Over the next few months, prosecutors say, Korean investors paid cash for dating services, luxury hotels, designer clothing, easing student loan debt, and supporting his political career. In total, prosecutors say he spent nearly two-thirds of the more than $ 360,000 he owed investors.
For months after his arrest, Correia resisted calls to resign, survived a bizarre election in March 2019, during which he was recalled by voters, and was re-elected the same night. But after being arrested for the second time by federal agents, this time for an extortion scheme, he agreed to take a leave of absence in October 2019. He was ousted by voters the following month.
As mayor, Correa is accused of accepting bribes from marijuana companies to obtain a license from the city for the approval letters they need. Authorities say Correia or its partners have negotiated bribes with company owners in places such as the Boston Crispy Steak and Cigar Bars և Dunkin Donuts.
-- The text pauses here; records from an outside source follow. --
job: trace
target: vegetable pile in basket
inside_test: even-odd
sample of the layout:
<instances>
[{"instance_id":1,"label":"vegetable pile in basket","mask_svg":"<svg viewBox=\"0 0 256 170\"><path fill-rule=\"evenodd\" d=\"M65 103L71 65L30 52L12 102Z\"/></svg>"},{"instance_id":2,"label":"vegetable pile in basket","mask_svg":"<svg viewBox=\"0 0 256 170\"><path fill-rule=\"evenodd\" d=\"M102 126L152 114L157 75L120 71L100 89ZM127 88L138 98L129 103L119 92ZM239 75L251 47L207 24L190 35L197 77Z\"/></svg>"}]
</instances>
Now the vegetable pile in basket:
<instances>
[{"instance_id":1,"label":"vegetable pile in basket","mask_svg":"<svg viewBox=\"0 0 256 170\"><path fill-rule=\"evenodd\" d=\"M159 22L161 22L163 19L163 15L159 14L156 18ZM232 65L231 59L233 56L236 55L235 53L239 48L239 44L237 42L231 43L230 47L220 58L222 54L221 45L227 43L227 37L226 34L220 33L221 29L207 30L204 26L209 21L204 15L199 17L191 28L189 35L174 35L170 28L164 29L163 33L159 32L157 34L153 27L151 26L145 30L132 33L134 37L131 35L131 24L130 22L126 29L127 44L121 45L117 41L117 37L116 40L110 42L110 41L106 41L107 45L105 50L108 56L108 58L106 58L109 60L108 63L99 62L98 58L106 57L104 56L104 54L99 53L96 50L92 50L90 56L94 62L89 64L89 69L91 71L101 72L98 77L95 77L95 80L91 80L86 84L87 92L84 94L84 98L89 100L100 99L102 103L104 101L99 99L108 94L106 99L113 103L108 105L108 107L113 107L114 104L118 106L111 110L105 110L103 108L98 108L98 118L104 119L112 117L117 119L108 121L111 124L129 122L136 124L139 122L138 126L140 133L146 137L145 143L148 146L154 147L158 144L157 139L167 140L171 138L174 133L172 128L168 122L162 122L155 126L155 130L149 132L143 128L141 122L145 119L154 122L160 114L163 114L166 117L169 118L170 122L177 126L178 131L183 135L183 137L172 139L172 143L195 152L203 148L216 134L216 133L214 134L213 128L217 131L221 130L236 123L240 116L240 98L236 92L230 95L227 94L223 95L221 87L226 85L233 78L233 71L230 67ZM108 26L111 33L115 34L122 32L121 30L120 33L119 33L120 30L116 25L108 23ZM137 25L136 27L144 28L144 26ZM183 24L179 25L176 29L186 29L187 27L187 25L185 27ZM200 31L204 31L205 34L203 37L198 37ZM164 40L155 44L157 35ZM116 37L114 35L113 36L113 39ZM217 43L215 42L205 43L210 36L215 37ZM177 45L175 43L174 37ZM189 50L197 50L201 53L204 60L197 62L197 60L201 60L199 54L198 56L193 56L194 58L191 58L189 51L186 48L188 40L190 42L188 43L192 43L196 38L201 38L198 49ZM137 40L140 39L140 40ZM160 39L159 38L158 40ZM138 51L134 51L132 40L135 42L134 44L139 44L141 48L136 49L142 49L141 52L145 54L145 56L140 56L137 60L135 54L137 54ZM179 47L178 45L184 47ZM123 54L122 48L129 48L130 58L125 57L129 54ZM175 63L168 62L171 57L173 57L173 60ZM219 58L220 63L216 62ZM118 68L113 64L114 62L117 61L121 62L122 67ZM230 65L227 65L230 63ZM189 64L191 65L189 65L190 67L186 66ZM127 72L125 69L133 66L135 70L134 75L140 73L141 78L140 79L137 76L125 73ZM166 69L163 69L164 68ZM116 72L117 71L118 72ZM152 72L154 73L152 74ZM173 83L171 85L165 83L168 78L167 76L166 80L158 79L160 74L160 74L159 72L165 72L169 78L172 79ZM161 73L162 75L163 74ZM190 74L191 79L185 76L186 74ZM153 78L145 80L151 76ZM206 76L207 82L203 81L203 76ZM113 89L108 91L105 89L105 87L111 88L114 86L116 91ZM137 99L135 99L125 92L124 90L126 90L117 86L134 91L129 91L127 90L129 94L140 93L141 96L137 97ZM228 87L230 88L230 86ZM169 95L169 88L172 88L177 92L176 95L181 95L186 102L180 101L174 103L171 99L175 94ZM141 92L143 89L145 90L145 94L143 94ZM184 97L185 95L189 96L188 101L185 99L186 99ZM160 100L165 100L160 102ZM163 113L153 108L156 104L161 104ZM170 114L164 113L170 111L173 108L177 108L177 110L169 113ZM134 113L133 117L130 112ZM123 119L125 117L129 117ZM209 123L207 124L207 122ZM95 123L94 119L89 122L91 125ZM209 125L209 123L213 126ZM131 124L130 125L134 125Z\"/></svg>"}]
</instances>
“You’re a family now,” Correia chief of staff Gen Yenovia Andrade told one of them after they agreed on a bribe during a meeting in 2018, authorities said in court documents.
In another case, a mediator left an envelope filled with $ 25,000 in cash from a marijuana business owner in a cabin behind the home of a Corriia assistant, prosecutors said. Authorities say the aide later returned the money to the mediator, saying Korea feared it was “food money.”
Three Correia supporters who pleaded guilty to the extortion scheme are among those who could testify against him.
Meanwhile, in Fall River, many who feel sorry for the former mayor will be watching.
“There was a local person I knew who shouted at me, saying how stupid he felt the child was tying him up,” said Pereira, a city councilor.
“I said, ‘Do you know what?’ “Do not feel that way, because he persuaded an entire community,” he said.